Security tokens can pioneer a novel approach to financing, engagement, rewards, or governance. They act as a form of user assurance, deployed on the blockchain.
On the contrary, tokenized securities are time-tested financial tools that have evolved into a digital format and migrated onto the blockchain to broaden their market reach. They have become more user-friendly, liquid, and transparent, offering increased flexibility and enhanced regulation. Importantly, they maintain the same operating rules as they did in their original form.
Why is it important not to conflate these terms?
Primarily, it relates to regulatory oversight. As we have determined, tokenized securities are digital counterparts of recognized financial instruments, and as such, they adhere to an existing set of rules and laws. Regulatory bodies are typically uninterested in them. However, this is not the case for other security tokens, which could fall under regulatory scrutiny if they represent something novel that doesn't meet established securities requirements.

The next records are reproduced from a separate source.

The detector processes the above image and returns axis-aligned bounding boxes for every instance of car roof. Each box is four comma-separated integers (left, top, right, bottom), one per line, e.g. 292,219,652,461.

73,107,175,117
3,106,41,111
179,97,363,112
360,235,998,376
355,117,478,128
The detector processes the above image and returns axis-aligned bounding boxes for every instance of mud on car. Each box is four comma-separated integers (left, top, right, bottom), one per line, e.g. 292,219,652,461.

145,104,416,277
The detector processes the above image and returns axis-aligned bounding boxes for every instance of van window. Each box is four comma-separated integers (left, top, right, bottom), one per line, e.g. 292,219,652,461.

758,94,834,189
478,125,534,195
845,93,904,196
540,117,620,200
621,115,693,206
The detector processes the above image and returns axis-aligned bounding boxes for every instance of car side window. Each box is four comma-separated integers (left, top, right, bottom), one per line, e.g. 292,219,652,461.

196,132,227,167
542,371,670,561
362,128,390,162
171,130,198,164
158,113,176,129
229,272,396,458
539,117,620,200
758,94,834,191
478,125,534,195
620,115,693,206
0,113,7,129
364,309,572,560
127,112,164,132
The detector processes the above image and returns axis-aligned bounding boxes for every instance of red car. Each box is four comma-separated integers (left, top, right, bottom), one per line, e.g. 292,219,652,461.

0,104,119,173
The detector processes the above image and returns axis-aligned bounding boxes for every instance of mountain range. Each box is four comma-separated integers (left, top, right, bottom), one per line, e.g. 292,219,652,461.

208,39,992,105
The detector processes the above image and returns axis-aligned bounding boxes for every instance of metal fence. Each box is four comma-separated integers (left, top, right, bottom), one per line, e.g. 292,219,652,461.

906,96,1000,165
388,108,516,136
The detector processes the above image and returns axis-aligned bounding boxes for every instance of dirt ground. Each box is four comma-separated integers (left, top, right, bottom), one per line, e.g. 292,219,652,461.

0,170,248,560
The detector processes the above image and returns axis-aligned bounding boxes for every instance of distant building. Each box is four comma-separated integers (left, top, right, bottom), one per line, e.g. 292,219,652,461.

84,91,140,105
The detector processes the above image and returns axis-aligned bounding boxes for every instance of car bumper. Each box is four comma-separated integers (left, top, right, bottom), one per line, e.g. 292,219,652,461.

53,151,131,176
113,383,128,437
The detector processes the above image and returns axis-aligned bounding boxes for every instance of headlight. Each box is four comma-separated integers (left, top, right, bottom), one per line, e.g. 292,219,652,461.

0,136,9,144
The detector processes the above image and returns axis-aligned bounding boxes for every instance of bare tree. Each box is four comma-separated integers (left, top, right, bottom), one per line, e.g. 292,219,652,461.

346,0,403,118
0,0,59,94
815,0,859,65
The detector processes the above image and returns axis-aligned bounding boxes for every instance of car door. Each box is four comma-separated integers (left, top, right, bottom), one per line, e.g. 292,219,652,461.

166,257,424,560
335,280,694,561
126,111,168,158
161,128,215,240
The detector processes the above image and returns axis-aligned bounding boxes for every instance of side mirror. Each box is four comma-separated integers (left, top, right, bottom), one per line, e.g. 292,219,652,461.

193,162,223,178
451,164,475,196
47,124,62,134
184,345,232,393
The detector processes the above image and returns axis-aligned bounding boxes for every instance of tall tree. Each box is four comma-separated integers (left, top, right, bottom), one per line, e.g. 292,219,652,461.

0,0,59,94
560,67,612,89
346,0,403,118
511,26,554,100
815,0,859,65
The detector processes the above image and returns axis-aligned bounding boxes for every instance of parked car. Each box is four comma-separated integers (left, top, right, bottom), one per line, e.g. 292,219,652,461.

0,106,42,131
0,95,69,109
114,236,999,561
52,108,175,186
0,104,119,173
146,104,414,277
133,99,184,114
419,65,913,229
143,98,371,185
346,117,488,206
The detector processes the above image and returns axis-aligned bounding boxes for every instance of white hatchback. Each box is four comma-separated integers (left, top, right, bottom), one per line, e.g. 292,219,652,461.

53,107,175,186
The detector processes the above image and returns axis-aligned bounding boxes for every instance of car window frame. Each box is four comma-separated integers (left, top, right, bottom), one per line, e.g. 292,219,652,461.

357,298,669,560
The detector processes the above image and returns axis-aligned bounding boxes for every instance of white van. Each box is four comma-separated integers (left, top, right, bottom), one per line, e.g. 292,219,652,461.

Migrating stocks and bonds to the blockchain helps traditional investments adapt to current realities, but this doesn't necessarily spur the cryptocurrency market into a new phase of transformation. Conversely, security tokens could indeed serve as catalysts for growth, a potential that is currently constrained due to legal uncertainties.
If the appropriate legislative framework is established, this form of crypto assets could incite changes in existing investment and collaboration paradigms.